Health & Safety News

News added on 29.05.2019


Risk assessment

Lack of safe system led to volunteer's death

A volunteer at a football club died after falling through a fragile roof whilst carrying out odd jobs. What responsibility did the club have for the volunteer’s safety?

C volunteered at St Albans City Football and Athletic Club, carrying out “odd jobs” over many years. The 71 year old was repairing part of the roof of the club’s Clarence Park ground in July 2017, when he fell through some fragile roof sheeting onto the terrace steps below and suffered fatal injuries.
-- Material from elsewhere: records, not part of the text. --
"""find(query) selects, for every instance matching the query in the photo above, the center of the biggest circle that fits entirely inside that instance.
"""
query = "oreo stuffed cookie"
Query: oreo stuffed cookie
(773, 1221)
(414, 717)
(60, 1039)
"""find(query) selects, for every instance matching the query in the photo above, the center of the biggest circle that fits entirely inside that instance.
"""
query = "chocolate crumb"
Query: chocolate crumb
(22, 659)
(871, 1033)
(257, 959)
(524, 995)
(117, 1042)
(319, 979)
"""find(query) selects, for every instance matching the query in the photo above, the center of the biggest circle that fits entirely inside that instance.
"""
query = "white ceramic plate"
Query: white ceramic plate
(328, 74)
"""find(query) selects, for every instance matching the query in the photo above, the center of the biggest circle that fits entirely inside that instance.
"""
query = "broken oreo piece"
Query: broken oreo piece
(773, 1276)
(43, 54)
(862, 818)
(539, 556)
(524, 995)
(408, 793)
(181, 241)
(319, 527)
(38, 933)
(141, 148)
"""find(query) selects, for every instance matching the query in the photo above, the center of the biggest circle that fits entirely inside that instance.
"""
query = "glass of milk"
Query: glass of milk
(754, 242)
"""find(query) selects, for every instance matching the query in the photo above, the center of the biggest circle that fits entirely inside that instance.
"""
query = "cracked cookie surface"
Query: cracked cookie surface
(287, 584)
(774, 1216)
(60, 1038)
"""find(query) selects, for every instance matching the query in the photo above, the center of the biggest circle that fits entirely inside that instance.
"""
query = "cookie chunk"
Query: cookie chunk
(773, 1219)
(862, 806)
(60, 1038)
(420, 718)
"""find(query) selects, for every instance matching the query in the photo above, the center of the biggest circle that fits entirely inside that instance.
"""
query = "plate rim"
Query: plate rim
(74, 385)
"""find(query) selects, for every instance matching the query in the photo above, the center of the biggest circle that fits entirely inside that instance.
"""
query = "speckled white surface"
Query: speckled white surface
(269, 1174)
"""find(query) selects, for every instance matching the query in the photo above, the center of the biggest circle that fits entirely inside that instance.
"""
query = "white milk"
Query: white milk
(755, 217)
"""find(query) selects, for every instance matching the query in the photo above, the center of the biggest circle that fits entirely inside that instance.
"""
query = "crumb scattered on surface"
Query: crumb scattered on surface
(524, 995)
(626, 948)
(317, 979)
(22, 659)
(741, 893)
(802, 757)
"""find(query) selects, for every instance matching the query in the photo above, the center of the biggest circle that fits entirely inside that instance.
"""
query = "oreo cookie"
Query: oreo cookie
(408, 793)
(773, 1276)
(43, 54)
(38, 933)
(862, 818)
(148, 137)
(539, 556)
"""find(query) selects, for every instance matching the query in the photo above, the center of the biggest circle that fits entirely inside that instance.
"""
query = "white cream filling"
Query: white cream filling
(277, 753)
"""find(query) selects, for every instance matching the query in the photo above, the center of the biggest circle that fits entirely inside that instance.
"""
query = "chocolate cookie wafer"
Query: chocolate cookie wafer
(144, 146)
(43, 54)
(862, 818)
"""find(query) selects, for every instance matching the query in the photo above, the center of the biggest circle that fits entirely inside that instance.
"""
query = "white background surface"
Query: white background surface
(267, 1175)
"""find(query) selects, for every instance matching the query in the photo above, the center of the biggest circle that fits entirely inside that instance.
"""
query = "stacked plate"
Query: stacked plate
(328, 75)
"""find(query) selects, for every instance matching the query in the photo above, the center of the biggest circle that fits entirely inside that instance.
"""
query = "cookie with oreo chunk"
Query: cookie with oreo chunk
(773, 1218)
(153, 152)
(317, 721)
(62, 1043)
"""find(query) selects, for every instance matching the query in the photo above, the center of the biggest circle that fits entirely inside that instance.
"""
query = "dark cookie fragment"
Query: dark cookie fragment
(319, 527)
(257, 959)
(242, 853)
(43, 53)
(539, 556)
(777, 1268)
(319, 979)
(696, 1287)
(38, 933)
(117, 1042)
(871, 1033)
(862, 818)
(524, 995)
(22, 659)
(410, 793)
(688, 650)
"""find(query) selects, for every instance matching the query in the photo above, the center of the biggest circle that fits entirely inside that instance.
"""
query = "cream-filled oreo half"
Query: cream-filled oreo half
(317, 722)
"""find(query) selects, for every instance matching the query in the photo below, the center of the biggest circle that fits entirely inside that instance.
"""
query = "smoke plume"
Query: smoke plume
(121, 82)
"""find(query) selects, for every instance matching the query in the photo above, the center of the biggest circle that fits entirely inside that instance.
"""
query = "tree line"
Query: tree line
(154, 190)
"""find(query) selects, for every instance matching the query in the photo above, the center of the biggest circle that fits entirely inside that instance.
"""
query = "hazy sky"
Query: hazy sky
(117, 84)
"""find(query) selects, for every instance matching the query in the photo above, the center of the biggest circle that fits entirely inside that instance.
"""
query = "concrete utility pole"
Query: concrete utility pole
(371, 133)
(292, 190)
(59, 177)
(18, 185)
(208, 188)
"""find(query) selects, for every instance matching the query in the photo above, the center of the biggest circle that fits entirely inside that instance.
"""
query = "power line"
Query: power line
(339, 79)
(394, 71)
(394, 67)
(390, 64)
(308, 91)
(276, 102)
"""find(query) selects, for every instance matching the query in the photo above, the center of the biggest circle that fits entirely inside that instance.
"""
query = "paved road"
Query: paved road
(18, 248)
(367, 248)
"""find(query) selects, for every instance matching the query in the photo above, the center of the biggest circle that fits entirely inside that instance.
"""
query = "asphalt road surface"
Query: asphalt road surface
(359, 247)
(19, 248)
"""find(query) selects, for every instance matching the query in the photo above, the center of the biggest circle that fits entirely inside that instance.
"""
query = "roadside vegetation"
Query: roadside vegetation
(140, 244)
When the Health and Safety Executive (HSE) investigated the incident, it found that the club had failed to put a suitable system in place to authorise or supervise maintenance work. Volunteers were provided with keys, so they had uncontrolled access to the ground. As a result, the work at height was unsupervised and could be carried out in an unsafe manner.
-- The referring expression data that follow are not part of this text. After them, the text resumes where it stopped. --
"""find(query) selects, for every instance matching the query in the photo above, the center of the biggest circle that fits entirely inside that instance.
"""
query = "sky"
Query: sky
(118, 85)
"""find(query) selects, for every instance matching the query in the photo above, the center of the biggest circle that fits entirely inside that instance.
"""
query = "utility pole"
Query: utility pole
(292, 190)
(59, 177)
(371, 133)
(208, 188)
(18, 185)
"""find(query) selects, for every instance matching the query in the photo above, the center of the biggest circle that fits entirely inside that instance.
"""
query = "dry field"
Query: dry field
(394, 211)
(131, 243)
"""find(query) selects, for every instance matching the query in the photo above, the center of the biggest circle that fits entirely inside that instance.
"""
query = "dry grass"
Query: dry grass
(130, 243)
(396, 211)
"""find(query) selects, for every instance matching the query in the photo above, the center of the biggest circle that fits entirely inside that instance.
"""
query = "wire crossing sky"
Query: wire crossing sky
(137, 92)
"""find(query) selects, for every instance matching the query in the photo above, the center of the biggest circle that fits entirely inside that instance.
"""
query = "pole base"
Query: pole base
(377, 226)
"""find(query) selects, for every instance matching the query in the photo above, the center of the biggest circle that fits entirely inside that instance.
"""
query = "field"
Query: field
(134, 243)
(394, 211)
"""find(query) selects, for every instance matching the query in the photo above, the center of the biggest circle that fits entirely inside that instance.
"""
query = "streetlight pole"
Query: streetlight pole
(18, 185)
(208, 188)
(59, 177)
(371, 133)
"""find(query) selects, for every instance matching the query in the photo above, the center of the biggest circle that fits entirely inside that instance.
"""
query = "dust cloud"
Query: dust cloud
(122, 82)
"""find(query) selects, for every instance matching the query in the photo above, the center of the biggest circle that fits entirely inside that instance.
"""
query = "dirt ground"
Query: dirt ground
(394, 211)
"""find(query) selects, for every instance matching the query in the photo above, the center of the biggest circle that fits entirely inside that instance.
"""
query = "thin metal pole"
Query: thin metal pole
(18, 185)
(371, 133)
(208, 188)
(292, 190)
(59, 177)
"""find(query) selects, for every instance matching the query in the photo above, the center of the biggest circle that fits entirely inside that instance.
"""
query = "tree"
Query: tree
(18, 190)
The club owed a duty to C as a volunteer to ensure, as far as was reasonably practicable, that he was not exposed to health and safety risks, mirroring its duty to safeguard its employees.

St Albans City Football and Athletic Club Ltd pleaded guilty to breaching its duty to safeguard non-employees under s.3 Health and Safety at Work etc. Act 1974. It was fined £1,000 and ordered to pay the same again in costs.

Employers who use volunteers must ensure their safety, just as they do for their employees. In giving volunteers uncontrolled access to the ground to undertake “odd jobs”, this football club failed in that duty. Work on a fragile roof should be risk assessed and only carried out by trained people (whether volunteers or employees) with appropriate control measures in place.